I have felt angry, really angry at life but I eventually let go of most of my baggage. things can get better. it might not seem like it now, but, if and when things do get better you'll feel better for it.
 
And SSI just denied me a piggyback on my hearing because - get this - I have a ROTH IRA that I can't touch until I'm 50.

This shit just keeps getting so good.
 
And SSI just denied me a piggyback on my hearing because - get this - I have a ROTH IRA that I can't touch until I'm 50.

This shit just keeps getting so good.
Jesus HP. That sucks.

So do you work part time for this guy or full time? Also, can you get a job somewhere else? If he lets you go, can you get unemployment ?

This guy sounds like a dick hole.
 
That waiting list is insane.
Where do you live?
Awesome that you are getting him speech and OT.

I'm in Canada, he's progressing in the right direction so far.

... I have nothing to say that that. A medical professional said this?

Pediatrician actually only said his use of language is different. Kind of hard to explain but he is improving.

They haven't diagnosed anything right now.

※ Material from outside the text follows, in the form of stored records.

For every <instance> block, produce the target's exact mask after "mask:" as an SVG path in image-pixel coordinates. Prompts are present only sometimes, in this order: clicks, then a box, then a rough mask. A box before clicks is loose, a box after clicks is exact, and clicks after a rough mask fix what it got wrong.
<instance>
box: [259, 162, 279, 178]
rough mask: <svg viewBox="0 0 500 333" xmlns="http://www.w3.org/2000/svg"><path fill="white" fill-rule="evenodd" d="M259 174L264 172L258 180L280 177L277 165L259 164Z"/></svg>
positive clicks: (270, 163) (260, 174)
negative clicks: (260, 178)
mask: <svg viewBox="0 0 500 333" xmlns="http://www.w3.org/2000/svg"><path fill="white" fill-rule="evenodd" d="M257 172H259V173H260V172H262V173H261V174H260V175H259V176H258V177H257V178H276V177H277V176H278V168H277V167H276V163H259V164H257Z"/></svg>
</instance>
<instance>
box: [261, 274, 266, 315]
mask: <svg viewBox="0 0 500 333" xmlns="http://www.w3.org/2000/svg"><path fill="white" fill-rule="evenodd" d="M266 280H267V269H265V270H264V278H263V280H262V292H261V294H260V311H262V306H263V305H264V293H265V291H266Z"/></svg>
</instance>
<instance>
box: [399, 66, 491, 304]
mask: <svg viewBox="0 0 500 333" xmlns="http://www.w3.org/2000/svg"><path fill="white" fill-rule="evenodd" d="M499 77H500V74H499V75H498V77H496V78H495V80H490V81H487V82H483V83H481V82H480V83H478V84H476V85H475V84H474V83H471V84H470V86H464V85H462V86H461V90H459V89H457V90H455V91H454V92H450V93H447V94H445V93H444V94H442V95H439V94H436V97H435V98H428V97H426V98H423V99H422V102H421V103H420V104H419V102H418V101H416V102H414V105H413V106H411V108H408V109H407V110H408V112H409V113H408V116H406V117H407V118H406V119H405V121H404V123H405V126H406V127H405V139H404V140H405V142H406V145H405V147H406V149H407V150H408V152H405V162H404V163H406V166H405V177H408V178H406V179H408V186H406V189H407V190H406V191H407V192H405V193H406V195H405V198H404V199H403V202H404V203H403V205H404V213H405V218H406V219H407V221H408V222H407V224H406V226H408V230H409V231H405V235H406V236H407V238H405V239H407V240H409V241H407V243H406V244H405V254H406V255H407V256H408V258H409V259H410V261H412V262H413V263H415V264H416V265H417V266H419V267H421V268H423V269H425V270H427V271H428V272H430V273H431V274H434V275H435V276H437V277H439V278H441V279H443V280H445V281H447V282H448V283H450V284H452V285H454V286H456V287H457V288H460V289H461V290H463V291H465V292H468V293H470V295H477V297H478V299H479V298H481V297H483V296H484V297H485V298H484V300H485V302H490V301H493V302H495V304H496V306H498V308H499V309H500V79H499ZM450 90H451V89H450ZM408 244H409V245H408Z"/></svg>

If he is ASD it would have to be something like PDD-NOS(only based on my own reading on the subject).
 
And SSI just denied me a piggyback on my hearing because - get this - I have a ROTH IRA that I can't touch until I'm 50.

This shit just keeps getting so good.

If it's just a regular Roth IRA, that's not true. You can remove the entire amount you've contributed penalty-free. You can also remove any gains or interest earned, but it is rather heavily penalized.
 
Jesus HP. That sucks.

So do you work part time for this guy or full time? Also, can you get a job somewhere else? If he lets you go, can you get unemployment ?

This guy sounds like a dick hole.

The plan was to look for a second job after I got disability. I don't need the added stress and I want to maximize my chances of getting benefits.

All in all, I'm in pretty good shape. Low-paying (now no-paying?) stay at home job. Therapy once a week. Getting a nutritionalist and having Stanford do Genome testing on me. If I get denied purely based on HFA (high functioning), I'll be pissed.